When something at the package-level of scope is removed from the core experience, we can do a two-stage deprecation.

In stage-1, the imports in /core are deprecated and instead users must install and import from /legacy. In stage-2, the feature in /legacy is deprecated. This would spread this sort of "concept removal" deprecation across two majors by design, enabling us to keep our preferred path of long-tail deprecation support while still signifying in a clear way which patterns are the current happy path.

Drawbacks

As far as I am aware, nearly everyone has expresed a desire to simplify the config in some way, though ideas on how have varied.

If there is a reason to not do this it is about future-unknowns.

We learned with ember-data just how hard it could be to remove bad concepts from the library and architecture - a pain which drove us to split into packages for easier isolation, iteration and replacement in the first place.

By recombining at all we risk having this happen again as these packages will be broader in focus than what we have arrived at today.
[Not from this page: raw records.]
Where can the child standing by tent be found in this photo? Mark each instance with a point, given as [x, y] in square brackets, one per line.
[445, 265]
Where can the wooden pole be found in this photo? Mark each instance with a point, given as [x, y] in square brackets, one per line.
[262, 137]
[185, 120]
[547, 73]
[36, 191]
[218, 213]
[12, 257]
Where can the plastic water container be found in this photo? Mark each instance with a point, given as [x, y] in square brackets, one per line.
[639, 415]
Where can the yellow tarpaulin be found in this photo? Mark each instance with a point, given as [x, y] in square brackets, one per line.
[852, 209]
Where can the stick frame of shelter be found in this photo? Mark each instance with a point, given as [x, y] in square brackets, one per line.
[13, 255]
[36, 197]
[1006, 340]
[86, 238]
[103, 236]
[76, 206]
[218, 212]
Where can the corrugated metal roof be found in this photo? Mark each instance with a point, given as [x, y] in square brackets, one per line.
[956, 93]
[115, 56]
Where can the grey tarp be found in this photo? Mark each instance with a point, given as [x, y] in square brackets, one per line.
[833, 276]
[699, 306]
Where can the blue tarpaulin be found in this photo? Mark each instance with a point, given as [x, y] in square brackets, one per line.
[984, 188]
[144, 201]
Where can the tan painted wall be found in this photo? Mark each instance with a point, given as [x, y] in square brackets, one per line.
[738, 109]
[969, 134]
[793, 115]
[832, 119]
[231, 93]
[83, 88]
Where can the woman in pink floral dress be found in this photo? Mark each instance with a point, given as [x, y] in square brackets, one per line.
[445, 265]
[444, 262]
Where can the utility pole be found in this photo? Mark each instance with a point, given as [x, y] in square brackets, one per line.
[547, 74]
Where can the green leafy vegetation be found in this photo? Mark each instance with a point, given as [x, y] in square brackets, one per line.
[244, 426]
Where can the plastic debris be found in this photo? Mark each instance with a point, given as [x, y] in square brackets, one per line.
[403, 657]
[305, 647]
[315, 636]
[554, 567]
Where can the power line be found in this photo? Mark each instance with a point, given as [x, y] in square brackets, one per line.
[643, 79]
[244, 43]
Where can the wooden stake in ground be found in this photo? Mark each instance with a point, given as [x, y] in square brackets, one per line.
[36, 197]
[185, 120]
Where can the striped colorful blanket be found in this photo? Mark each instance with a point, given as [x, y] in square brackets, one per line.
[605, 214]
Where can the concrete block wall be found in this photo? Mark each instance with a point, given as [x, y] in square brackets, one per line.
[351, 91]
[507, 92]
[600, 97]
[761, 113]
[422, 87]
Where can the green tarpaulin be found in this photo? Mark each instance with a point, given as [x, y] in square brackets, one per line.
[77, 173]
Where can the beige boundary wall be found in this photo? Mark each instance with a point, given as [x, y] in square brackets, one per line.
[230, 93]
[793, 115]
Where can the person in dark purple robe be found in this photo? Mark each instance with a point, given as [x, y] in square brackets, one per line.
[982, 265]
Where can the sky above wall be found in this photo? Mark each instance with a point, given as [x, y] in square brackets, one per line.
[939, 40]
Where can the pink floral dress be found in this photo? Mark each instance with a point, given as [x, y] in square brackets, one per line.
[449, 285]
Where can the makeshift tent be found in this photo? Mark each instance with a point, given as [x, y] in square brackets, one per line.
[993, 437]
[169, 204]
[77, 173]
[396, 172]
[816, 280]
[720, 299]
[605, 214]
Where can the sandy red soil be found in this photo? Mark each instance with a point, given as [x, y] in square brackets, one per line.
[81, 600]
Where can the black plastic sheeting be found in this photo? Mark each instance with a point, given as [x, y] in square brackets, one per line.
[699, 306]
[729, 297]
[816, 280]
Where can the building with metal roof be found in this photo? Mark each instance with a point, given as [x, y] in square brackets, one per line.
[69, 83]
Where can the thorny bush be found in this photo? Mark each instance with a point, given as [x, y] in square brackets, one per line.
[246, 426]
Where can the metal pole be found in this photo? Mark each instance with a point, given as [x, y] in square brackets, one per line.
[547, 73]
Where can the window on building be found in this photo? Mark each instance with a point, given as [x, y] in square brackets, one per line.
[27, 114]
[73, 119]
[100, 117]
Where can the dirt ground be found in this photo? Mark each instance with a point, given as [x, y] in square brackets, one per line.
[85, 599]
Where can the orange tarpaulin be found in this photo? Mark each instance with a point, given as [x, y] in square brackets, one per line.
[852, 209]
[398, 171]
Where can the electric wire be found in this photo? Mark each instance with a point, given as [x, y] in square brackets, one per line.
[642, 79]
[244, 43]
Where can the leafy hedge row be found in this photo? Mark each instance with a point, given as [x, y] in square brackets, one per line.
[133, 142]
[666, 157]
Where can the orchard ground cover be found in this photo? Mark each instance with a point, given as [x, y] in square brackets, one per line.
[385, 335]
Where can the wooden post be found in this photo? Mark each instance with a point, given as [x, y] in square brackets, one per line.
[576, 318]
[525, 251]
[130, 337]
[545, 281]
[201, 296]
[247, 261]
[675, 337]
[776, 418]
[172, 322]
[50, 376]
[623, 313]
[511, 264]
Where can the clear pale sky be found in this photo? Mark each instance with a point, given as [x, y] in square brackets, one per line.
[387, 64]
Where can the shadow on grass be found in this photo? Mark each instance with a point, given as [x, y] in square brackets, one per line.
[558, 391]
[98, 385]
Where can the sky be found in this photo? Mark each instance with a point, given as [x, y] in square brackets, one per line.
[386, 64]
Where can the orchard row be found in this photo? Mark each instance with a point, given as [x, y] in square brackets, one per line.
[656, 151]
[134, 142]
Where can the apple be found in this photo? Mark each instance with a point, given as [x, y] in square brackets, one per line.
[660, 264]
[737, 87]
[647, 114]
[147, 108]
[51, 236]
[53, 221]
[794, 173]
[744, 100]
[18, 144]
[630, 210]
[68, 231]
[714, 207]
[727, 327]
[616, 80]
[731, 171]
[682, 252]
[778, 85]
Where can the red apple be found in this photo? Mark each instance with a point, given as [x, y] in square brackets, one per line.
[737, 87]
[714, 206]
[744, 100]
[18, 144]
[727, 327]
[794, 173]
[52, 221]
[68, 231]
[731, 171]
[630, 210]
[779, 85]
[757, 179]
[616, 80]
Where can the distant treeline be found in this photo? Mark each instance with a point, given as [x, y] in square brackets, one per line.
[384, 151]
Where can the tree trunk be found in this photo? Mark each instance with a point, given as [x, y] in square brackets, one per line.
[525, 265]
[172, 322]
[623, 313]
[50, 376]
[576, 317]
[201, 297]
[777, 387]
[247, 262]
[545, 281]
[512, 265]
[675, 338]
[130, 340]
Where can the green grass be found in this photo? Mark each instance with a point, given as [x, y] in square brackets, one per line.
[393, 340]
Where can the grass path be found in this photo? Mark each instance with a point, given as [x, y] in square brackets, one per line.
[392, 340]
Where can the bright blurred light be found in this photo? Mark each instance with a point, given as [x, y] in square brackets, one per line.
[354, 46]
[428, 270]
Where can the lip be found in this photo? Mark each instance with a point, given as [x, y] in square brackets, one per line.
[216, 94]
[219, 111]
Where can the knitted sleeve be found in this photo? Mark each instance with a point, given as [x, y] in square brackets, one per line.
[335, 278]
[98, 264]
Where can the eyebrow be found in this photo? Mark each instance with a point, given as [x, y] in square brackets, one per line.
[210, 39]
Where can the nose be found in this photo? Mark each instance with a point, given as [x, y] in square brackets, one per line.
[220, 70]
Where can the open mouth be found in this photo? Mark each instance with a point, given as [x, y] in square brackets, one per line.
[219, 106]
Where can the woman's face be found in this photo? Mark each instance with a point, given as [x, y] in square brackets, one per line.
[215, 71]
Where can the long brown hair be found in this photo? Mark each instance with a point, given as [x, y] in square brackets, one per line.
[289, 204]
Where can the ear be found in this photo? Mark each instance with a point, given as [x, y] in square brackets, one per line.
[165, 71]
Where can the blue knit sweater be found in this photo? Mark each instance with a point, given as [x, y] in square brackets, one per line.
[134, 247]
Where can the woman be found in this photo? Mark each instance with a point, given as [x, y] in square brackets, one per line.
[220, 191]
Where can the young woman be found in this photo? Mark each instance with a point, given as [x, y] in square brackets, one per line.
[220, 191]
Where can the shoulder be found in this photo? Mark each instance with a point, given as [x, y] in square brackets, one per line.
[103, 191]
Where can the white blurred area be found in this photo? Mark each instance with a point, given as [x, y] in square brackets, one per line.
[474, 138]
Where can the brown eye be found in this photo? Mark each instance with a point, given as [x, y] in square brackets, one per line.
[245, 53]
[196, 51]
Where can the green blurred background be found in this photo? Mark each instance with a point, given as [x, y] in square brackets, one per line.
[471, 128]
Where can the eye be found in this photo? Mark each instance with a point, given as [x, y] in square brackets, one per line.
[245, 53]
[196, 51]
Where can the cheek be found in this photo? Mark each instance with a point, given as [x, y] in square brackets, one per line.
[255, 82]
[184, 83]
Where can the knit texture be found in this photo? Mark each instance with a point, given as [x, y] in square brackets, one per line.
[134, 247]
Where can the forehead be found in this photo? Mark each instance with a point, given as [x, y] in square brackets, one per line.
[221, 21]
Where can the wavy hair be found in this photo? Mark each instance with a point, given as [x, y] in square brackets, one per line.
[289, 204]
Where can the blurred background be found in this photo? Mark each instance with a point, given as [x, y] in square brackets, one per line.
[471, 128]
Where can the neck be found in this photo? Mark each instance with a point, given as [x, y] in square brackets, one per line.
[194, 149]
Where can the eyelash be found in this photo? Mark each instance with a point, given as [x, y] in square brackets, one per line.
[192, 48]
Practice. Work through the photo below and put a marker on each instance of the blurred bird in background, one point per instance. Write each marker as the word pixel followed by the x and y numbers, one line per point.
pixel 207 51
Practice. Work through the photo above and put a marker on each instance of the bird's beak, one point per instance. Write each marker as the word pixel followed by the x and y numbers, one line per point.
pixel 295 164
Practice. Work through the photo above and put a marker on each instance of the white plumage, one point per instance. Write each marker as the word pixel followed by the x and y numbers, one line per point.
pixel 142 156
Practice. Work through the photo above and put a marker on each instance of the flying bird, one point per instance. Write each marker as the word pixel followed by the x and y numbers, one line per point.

However, we do not intend to drop the use of individual packages, but rather recombine their exports into an ideal place for consumers, so I suspect this risk is comparatively low.

Alternatives

The impact of not doing this will be a cost payed by both maintainers and consumers. Maintainers will have to write extra tooling to help consumers maintain their projects, and spend more time debugging and answering questions around installation and configuration.

Consumers will feel frustrated with not being able to quickly get an updated version, or working installation.

An alternative is to return to a single package. In addition to ember-data, the team also owns the warp-drive npm package. This would enable us to do something along the lines of re-exporting every package under a sub-path. That would look something like this:

warp-drive
  /store
  /request
  /request-utils
  /tracking
  /adapter
  /serializer
  /schema-record
  /legacy-compat
  /model
  /ember
  /serializer
  /debug
  /build-config
  /core-types
  /json-api
  /rest
  /active-record
  /experiments

We feel this approach comes with several drawbacks.

First, it makes it harder to understand which packages are part of the recommended experience, vs which are being phased out.

Second, it means that code from all packages is available for import and intellisense, increasing the odds of developers making mistakes. Often those mistakes are easy to miss like importing the same token (findRecord) from legacy-compat or active-record instead of json-api.

Third: with the rise in AI assisted coding, having those packages and types present in a codebase also increases the risk of AI suggesting code utilizing them.

Lastly: we think we can use this opportunity to re-organize the mental model and reduce the number of concepts and terms developers need to be aware of when using WarpDrive.

In short, the original motivating factors for splitting into many-packages instead of one-package remain unchanged.

Unresolved Questions

Are there more import paths that we should shift the locations of?

For instance, these two types will be imported by nearly every store configuration:

import type { CacheCapabilitiesManager } from '@warp-drive/core/store/types';
import type { StableRecordIdentifier } from '@warp-drive/core/types';

Many types in core/store/types are specific to the store and are store-specific variations of signatures in core/types, but there are a few exceptions to this and CacheCapabilitiesManager is one of them. Maybe it and a few others make the move.

Similarly, the types for Document/RecordArray/Collection etc come from the store today (and are then repurposed for HasMany and similar), but these are types for reactive objects, and as such it may be best to move them into /reactive.

Because types support is still canary for WarpDrive, we do not have to answer this question via RFC and can answer it through iteration. But if we find other non-type imports that make sense to move we should call them out here.